NPHET was still considering whether a re-opening of schools would be full or partial at first, he said.

An analysis of the 1,429 deaths so far shows 521 (40 per cent) occurred in hospital including 69 (4.8 per cent) in intensive care.

Some 1,232 patients (86 per cent) had underlying conditions. There were 719 deaths of men and 710 of women. The median age of deaths was 84 and the mean was 82.

Changes to the case definition for testing for the disease, as well as the requirement for people seeking testing to belong to a priority group, have resulted in a doubling of referrals through GPs, Dr Holohan said, but this was “well within predictions”.

A total of 378 people with Covid-19 have been admitted to intensive care, of whom 74 remain there. Two new patients were admitted over the last 24 hours.
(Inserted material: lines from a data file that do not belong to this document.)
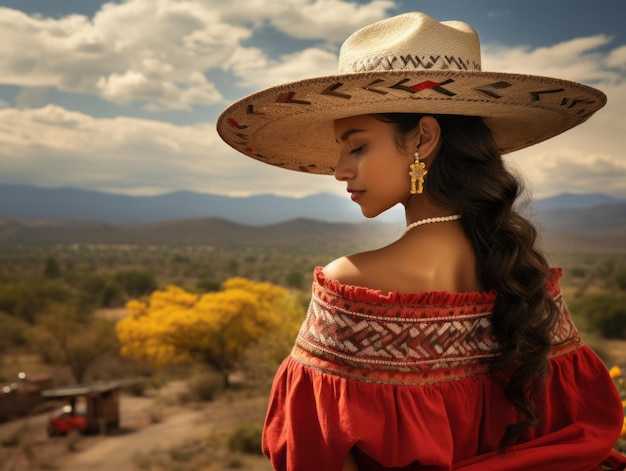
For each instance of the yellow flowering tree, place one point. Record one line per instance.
(616, 374)
(214, 328)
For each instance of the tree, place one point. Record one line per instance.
(214, 328)
(65, 336)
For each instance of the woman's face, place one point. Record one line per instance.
(376, 172)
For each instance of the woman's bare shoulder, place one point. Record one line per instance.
(376, 269)
(434, 260)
There are now 412 clusters of the disease in residential care settings, including 238 in nursing homes. Six more clusters were reported in residential care facilities in the previous 24 hours, and three more in nursing homes.

There are 5,594 cases in residential care facilities, up 109 in a day. This includes 4,393 in nursing homes, up 84.

Some 899 deaths are associated with residential care facilities, 63 per cent of all deaths; this figure includes 777 deaths associated with nursing homes, or 54 per cent of all deaths.

The number of cases associated with healthcare workers has risen further to 6,586.

The breakdown of Covid-19 cases and related deaths by age

Nursing homes

Speaking on Friday at the opening of a Covid-19 assessment hub for vulnerable groups at the Mater Hospital in north Dublin, Minister for Health Simon Harris said progress is being made in nursing homes to fight the spread of Covid-19 but it remains an “area of concern”.

Mr Harris said it is “a tragic fact” that many people have died of the virus in Ireland and “many of them have been in nursing home facilities”.

Mr Harris said he was encouraged by the large-scale testing programme of staff and residents at long-term residential care facilities and that he is continuing to engage with Nursing Homes Ireland and Hiqa.

Marginalised groups and other “challenging” sectors are to become a new frontline of the battle against Covid-19.

Some 58 per cent of Roma who have undergone testing, and 43 per cent of Travellers, have had a positive result, according to official figures. .

The new hub includes a mobile unit to test and treat marginalised groups across the inner city, and will be able to deliver test results in under an hour.

Mr Harris said the HSE now has capacity to do 12,000 tests a day, and that this figure will be ramped up to 15,000 by the middle of May.

He said there were encouraging signs in terms of hospital and ICU admissions but warned “this virus hasn’t gone away”.

“It is continuing to wreak havoc on the lives of many people, it is continuing to cost lives in this country and it is continuing to make people very sick. It would not take much for us to slip backwards,” he said.

The Minister said that anyone currently flying into the State is required to fill out a passenger locator form and asked to self-isolate for two weeks and disclose where they are self-isolating.

“At the moment that’s being done on an administrative basis and we are now looking at putting that on a regulatory footing so that it becomes mandatory,” he said.